For tuning TiFlash request delays, you can consider the following measures:

  1. Adjust the concurrency of TiFlash: Based on the actual situation, appropriately adjust the value of the tidb_opt_tiflash_concurrency_factor parameter to increase or decrease the concurrency of query requests sent from TiDB to TiFlash.

  2. Adjust the execution concurrency of TiFlash requests: Based on the actual situation, appropriately adjust the value of the tidb_max_tiflash_threads parameter to increase or decrease the execution concurrency of each request.

  3. Increase the number of TiFlash nodes: If the load on the TiFlash node is too heavy, consider increasing the number of TiFlash nodes to improve overall processing capacity.

  4. Optimize query statements: For query statements that frequently access TiFlash, you can optimize the query statements to reduce the amount of data and computation, thereby improving query performance.

Please note that tuning TiFlash requires adjustments based on specific system configurations and load conditions.

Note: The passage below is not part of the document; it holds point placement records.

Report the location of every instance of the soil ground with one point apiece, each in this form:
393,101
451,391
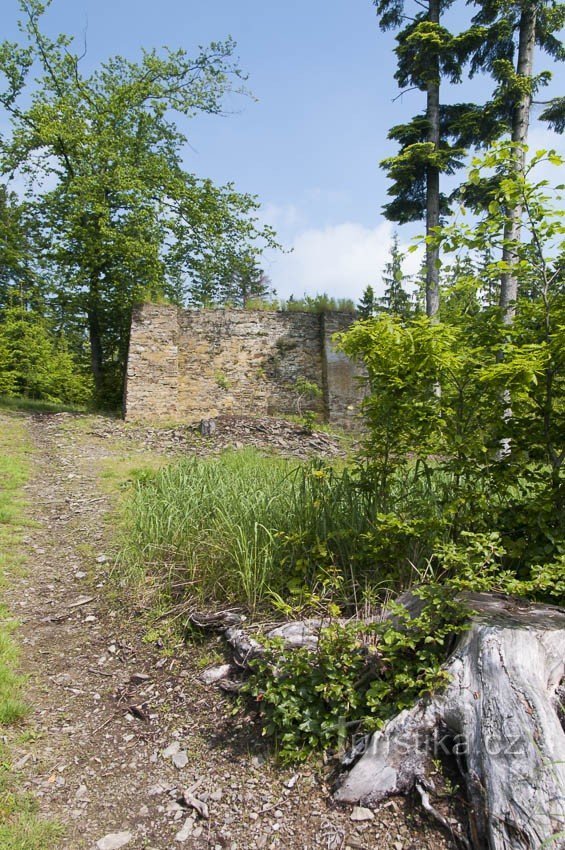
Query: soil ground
110,708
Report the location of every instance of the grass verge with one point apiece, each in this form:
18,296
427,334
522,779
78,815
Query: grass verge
20,827
245,529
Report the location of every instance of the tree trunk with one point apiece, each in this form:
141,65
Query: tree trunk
501,716
520,126
95,338
432,179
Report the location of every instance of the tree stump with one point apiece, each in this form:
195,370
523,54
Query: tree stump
502,713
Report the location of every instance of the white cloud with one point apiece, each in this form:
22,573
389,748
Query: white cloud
340,260
284,218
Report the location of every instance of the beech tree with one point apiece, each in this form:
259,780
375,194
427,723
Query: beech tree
121,216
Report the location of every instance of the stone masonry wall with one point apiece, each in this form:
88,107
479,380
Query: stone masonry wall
187,365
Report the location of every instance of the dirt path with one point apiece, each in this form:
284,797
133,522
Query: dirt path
112,714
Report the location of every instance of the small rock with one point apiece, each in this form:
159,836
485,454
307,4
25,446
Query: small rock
360,813
82,793
114,840
139,678
185,833
180,760
215,674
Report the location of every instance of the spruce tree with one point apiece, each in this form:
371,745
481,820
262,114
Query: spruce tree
503,41
432,143
395,300
367,306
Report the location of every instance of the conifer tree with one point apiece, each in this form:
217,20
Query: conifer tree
432,143
503,41
395,300
368,304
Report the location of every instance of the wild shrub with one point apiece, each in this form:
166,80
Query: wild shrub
35,363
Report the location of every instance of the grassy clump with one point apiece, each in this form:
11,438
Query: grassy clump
34,405
20,828
242,527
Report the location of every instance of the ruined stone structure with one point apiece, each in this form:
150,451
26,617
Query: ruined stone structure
187,365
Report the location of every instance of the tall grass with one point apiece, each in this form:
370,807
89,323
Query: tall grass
241,528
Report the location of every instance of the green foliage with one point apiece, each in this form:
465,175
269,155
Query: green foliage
367,306
357,677
20,826
35,363
115,214
435,409
305,391
396,299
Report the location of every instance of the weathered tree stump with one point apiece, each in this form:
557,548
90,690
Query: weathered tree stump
502,715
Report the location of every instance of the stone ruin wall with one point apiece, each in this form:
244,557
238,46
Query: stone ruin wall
188,365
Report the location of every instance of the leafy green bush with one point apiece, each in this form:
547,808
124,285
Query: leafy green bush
35,364
358,676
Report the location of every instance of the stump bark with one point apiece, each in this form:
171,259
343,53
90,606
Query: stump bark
501,716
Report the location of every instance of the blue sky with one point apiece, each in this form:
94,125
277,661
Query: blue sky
309,147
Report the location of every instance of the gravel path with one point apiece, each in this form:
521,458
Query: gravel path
120,729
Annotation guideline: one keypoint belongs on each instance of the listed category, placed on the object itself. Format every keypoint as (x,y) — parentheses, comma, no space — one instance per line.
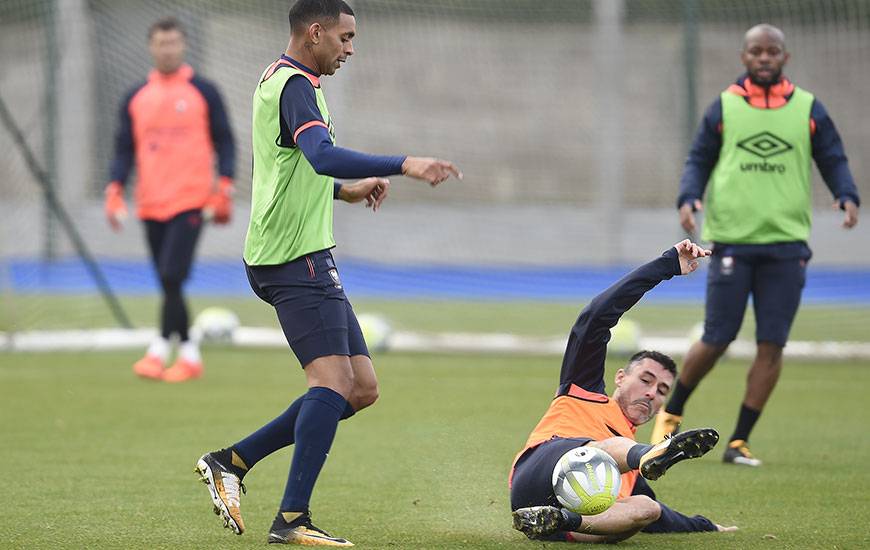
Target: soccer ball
(586,480)
(376,331)
(216,324)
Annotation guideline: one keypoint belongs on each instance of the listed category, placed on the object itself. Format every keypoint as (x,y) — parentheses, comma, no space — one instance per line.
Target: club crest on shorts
(727,267)
(334,274)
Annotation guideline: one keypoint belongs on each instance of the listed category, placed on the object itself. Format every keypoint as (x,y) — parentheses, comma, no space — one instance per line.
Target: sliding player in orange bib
(583,415)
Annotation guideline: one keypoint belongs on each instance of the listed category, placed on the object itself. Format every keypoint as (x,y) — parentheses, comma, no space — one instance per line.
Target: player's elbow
(319,163)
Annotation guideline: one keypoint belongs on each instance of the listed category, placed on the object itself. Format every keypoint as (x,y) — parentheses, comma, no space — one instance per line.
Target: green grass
(821,323)
(94,458)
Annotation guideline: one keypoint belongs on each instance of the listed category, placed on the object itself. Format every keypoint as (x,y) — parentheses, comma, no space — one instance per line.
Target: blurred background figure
(171,127)
(752,156)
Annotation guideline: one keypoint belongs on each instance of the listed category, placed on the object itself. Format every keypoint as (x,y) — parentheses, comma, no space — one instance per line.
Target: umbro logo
(765,145)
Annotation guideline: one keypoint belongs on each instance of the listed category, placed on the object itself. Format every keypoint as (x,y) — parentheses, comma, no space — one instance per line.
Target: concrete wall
(522,106)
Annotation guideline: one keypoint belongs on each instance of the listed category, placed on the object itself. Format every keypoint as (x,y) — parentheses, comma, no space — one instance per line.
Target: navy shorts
(172,244)
(315,315)
(532,482)
(774,275)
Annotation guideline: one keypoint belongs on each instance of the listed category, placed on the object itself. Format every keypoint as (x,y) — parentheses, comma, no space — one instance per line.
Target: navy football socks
(316,425)
(275,435)
(745,422)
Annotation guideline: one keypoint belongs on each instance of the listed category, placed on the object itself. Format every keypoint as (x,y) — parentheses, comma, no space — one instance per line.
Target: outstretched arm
(583,362)
(301,119)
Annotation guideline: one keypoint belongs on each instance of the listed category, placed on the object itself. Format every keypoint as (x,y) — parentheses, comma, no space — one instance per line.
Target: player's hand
(430,169)
(689,253)
(687,215)
(219,206)
(372,190)
(115,207)
(850,219)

It is recommended to perform performance analysis and monitoring before tuning to better understand system bottlenecks and optimization directions.

I hope this information is helpful to you. If you have any further questions, please feel free to ask.

| username: wzf0072 | Original post link

My thoughts are now clear, thank you very much :dizzy:

| username: system | Original post link

This topic was automatically closed 60 days after the last reply. New replies are no longer allowed.